Unify producer batching across all read blocks (#400) by spicy-sauce · Pull Request #401 · datayoga-io/datayoga

spicy-sauce · 2026-05-28T14:27:55Z

Closes #400. Side-effect closes #293, #294, #295, #296, #377.

Summary

Move batching out of individual producer blocks into the Producer base class so every read block has consistent batch_size behavior, and three buggy producers stop yielding single records.

New Producer.produce_chunks() override hook; base produce() re-chunks subclass output into batches of up to batch_size (smaller on EOS or flush_ms), with bounded backpressure (asyncio.Queue(maxsize=1)) and source-error propagation.
Schema fragments (batchable.schema.json, streamable.schema.json) + new $inherit convention resolved at load time by schema_utils.resolve_inherits (wired into Block.get_json_schema and Job.get_json_schema).
7 producers migrated: std/read, files/read_csv, parquet/read, relational/read, redis/read_stream, http/receiver, azure/read_event_hub.
relational/read gains a separate fetch_size (default 10000) so DB round-trip size stays independent of pipeline batch_size.
generate-docs.sh resolves $inherit before jsonschema2mk (stdlib-only Python, no datayoga_core import) so per-block reference docs render inherited properties.

Spec: docs/superpowers/specs/2026-05-28-producer-batching-unification-design.md

Breaking change

azure/read_event_hub.batch_size is renamed to max_batch_size. The name batch_size now means pipeline batch size on this block, consistent with every other producer.

Users with batch_size: <N> in YAML for azure/read_event_hub (where it used to control the SDK callback size) must rename it to max_batch_size: <N> to preserve previous behavior. The literal batch_size: <N> still validates but with the new pipeline-level meaning. Schema now also has additionalProperties: false so typos fail loudly.

Other behavior notes (non-breaking, worth a callout)

redis/read_stream snapshot mode now drains all available pending+new records before exiting, rather than exiting after the first non-pending read. This is a strict improvement but a subtle semantic shift.
All producers now expose batch_size (default 1000).
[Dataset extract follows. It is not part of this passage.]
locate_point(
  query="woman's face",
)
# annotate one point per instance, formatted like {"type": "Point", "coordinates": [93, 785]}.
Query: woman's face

Streaming producers (redis/read_stream, http/receiver, azure/read_event_hub) also expose flush_ms (default 1000) — partial batches flush after that many ms of inactivity instead of being held indefinitely.

Test plan

CI core test suite green (83 unit tests passing locally and in CI)
Integration test redis_to_relational passes end-to-end against real Redis (closes redis.read_stream producer sends messages one by one, should be in batches based on batch_size arg #377)
Spot-check sample jobs: files/read_csv → std/write runs from the scaffold and produces expected output; smoke-tested std/read, files/read_csv, parquet/read end-to-end with batching
Real-Redis smoke (Redis 7 container): redis/read_stream snapshot mode with batch_size=10 on 25 messages produces batches of [10, 10, 5], acks correctly
Backpressure verified: 100k-row CSV with slow downstream → RSS stays flat (41.9 MB) and tracemalloc peak 4.4 MB; bounded queue prevents pre-loading
Error propagation verified: nonexistent CSV → FileNotFoundError propagates (not silent EOS)
For Azure Event Hub users: confirm YAML files have been updated to use max_batch_size instead of batch_size if SDK callback size was being configured

Review status

GitHub Copilot review: 3 comments raised (silent EOS on errors, unbounded queue, "exactly" vs "up to" wording). All 3 fixed (5734e03) with tests; replies posted on each thread.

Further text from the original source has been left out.